Remodeling costs are as hard to predict as they are to afford. That’s why it may be a good idea to consult with experienced home loan professionals before you undertake a remodeling project. They can offer solutions to help save you time — and money. Before you decide how to finance remodeling costs…
Here are 3 solutions to ask for by name:
A cash-out refinance
- These are first mortgages that also allow you to borrow a lump sum from your home’s available equity.
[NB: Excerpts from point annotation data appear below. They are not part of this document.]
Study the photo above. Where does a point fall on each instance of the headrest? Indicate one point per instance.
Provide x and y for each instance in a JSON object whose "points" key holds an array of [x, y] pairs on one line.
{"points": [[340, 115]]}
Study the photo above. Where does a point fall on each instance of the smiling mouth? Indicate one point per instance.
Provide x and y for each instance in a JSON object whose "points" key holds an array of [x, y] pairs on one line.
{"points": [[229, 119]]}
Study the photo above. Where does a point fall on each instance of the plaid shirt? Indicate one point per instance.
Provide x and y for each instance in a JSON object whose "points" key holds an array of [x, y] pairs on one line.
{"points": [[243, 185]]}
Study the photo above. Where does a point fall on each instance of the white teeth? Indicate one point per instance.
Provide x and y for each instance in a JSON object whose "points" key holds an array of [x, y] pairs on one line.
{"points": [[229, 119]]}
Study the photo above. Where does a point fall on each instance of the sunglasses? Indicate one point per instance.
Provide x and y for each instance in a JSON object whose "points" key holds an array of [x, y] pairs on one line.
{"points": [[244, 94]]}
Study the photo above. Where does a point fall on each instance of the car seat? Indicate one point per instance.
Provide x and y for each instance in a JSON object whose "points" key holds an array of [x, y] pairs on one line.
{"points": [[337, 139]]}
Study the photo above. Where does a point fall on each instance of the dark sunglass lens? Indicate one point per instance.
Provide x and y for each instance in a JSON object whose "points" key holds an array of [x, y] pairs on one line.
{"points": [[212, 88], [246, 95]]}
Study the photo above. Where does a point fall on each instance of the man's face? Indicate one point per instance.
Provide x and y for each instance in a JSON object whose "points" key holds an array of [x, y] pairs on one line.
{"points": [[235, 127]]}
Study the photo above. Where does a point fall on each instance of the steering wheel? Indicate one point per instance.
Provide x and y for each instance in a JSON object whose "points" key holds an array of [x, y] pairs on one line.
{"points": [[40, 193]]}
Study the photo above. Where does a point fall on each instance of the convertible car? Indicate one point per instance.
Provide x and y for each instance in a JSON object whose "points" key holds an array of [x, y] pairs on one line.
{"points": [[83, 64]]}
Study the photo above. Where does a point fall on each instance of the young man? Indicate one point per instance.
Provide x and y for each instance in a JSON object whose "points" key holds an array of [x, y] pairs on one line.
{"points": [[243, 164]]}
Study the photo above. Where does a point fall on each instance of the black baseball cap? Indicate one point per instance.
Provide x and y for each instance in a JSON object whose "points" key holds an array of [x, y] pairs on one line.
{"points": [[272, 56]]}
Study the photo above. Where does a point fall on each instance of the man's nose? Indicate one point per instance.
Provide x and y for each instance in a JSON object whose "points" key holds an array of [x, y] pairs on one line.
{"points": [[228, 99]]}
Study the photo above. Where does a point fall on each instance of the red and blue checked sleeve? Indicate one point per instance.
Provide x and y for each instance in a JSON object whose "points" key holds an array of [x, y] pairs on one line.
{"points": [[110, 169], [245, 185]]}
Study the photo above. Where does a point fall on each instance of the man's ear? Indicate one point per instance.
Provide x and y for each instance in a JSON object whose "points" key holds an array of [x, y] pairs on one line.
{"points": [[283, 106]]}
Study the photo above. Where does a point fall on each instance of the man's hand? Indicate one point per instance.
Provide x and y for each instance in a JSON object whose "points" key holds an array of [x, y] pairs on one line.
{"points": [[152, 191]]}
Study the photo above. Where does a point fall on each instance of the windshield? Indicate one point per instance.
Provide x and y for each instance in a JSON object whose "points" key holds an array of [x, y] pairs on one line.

A refinance may let you improve the terms of your first mortgage while you get cash to pay remodeling costs — potentially killing two birds with one loan!
- Typically, interest rate will tend to be less than nearly every other type of credit, and is usually tax deductible. (Check with your tax advisor for details.)
A home equity loan
- Also called second mortgages, these allow you to borrow a fixed sum from your home’s available equity, while leaving your first mortgage in place if you like it as it is.
- The interest rate and payment are typically fixed, lower than most other loan options, and tax deductible. (Check with your tax advisor for details.)
A home equity line of credit (HELOC)
- A type of second mortgage, HELOCs allow you to borrow against a line of credit, much like a credit card, while leaving your first mortgage intact.
- Because the money you borrow can be repaid and re-used during the draw period, HELOCs can be a convenient way to pay for remodeling costs.
- The interest rate and payments fluctuate, but are generally lower than most other loan options, and the interest expense is usually tax deductible. (Check with your tax advisor for details.)